Multilingual-E5-small Text Embeddings
Property | Value |
---|---|
Parameter Count | 118M |
License | MIT |
Paper | Multilingual E5 Text Embeddings: A Technical Report |
Languages Supported | 100+ |
What is sentence-transformers-multilingual-e5-small?
Multilingual-E5-small is a compact yet powerful text embedding model designed for cross-lingual applications. Built on a 12-layer architecture with 384-dimensional embeddings, it supports over 100 languages and excels in semantic search, retrieval, and similarity tasks. The model utilizes an innovative prefix-based approach ("query:" and "passage:") for different types of input processing.
Implementation Details
The model was developed through a two-stage training process: first with contrastive pre-training using weak supervision on massive multilingual datasets (including mC4, CC News, NLLB), followed by supervised fine-tuning on high-quality labeled datasets. It incorporates specialized prefix tokens for different use cases, enabling optimal performance across various tasks.

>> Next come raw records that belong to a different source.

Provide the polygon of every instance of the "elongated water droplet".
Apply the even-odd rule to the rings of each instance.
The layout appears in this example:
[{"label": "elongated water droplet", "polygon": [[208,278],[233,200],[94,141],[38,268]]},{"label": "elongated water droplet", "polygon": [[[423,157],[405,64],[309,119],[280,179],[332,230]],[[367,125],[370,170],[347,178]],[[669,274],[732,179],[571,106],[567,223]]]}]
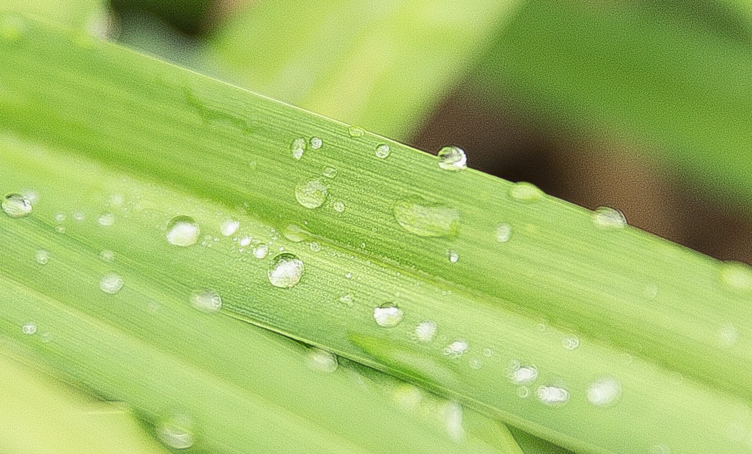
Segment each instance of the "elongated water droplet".
[{"label": "elongated water droplet", "polygon": [[102,213],[97,219],[97,222],[100,225],[110,227],[115,223],[115,215],[111,213]]},{"label": "elongated water droplet", "polygon": [[544,194],[535,185],[524,181],[516,183],[509,189],[509,195],[515,200],[535,201],[540,200]]},{"label": "elongated water droplet", "polygon": [[199,233],[199,224],[188,216],[176,216],[167,224],[167,241],[175,246],[196,244]]},{"label": "elongated water droplet", "polygon": [[117,274],[107,274],[99,280],[99,288],[105,293],[114,295],[123,288],[123,278]]},{"label": "elongated water droplet", "polygon": [[334,372],[339,365],[336,355],[316,347],[308,350],[307,364],[311,369],[324,372]]},{"label": "elongated water droplet", "polygon": [[587,387],[587,400],[598,407],[605,407],[615,401],[621,393],[621,385],[611,377],[602,378]]},{"label": "elongated water droplet", "polygon": [[502,222],[496,225],[496,241],[499,243],[506,243],[512,236],[512,226],[506,222]]},{"label": "elongated water droplet", "polygon": [[374,307],[374,320],[383,328],[393,328],[402,321],[402,310],[393,303]]},{"label": "elongated water droplet", "polygon": [[615,208],[599,207],[593,212],[593,222],[601,229],[623,229],[626,218]]},{"label": "elongated water droplet", "polygon": [[266,275],[275,287],[294,287],[303,276],[303,261],[290,253],[279,254],[271,259]]},{"label": "elongated water droplet", "polygon": [[193,307],[202,312],[217,312],[222,309],[222,297],[217,292],[204,289],[190,295]]},{"label": "elongated water droplet", "polygon": [[538,400],[550,407],[563,405],[569,400],[569,392],[559,386],[540,386],[535,395]]},{"label": "elongated water droplet", "polygon": [[318,208],[326,200],[327,189],[320,180],[303,180],[295,188],[295,198],[306,208]]},{"label": "elongated water droplet", "polygon": [[467,168],[467,156],[461,148],[444,147],[438,150],[438,166],[453,172],[463,170]]},{"label": "elongated water droplet", "polygon": [[238,227],[240,227],[240,221],[229,217],[220,224],[220,232],[226,237],[231,237],[238,232]]},{"label": "elongated water droplet", "polygon": [[414,235],[445,237],[456,234],[459,212],[413,197],[394,204],[394,219],[402,229]]},{"label": "elongated water droplet", "polygon": [[2,200],[2,210],[10,217],[19,218],[32,212],[32,202],[28,198],[14,192],[8,194]]},{"label": "elongated water droplet", "polygon": [[50,262],[50,253],[46,250],[40,249],[35,254],[34,258],[39,265],[47,265]]},{"label": "elongated water droplet", "polygon": [[389,145],[386,144],[381,144],[376,147],[376,157],[384,159],[389,156],[390,153],[392,153],[389,148]]}]

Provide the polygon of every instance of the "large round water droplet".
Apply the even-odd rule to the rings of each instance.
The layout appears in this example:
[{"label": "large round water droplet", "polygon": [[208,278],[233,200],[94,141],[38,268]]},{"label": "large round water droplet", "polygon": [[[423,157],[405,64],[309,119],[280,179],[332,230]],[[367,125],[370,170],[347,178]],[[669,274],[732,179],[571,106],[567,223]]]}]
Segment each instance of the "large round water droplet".
[{"label": "large round water droplet", "polygon": [[23,217],[32,212],[32,202],[20,194],[8,194],[2,200],[2,210],[11,217]]},{"label": "large round water droplet", "polygon": [[290,289],[303,276],[303,261],[290,253],[279,254],[271,259],[266,275],[274,286]]},{"label": "large round water droplet", "polygon": [[202,312],[217,312],[222,308],[222,297],[209,289],[204,289],[190,295],[193,307]]},{"label": "large round water droplet", "polygon": [[438,151],[438,166],[444,170],[459,171],[467,168],[467,157],[461,148],[444,147]]},{"label": "large round water droplet", "polygon": [[394,204],[394,219],[405,230],[420,237],[456,235],[459,211],[413,197]]},{"label": "large round water droplet", "polygon": [[189,216],[176,216],[167,224],[167,241],[175,246],[191,246],[199,240],[199,224]]},{"label": "large round water droplet", "polygon": [[301,181],[295,188],[295,198],[306,208],[318,208],[326,200],[327,189],[318,179]]},{"label": "large round water droplet", "polygon": [[593,212],[593,222],[601,229],[623,229],[626,218],[615,208],[599,207]]},{"label": "large round water droplet", "polygon": [[374,307],[374,320],[383,328],[393,328],[402,321],[402,310],[393,303]]}]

- Initialized from microsoft/Multilingual-MiniLM-L12-H384
- Trained on 1B+ text pairs for contrastive learning
- Fine-tuned on datasets like MS MARCO, NQ, and multilingual resources
Core Capabilities
- Cross-lingual semantic search and retrieval
- Text similarity assessment across 100+ languages
- Bitext mining and parallel text alignment
- Document classification and clustering
- Semantic textual similarity (STS) tasks
Frequently Asked Questions
Q: What makes this model unique?
The model combines compact size (118M parameters) with strong multilingual capabilities, using innovative prefix-based encoding and achieving state-of-the-art performance on multilingual benchmarks like Mr. TyDi.
Q: What are the recommended use cases?
The model excels in cross-lingual information retrieval, semantic search, and text similarity tasks. Use "query:" prefix for symmetric tasks and both "query:" and "passage:" for asymmetric tasks like passage retrieval.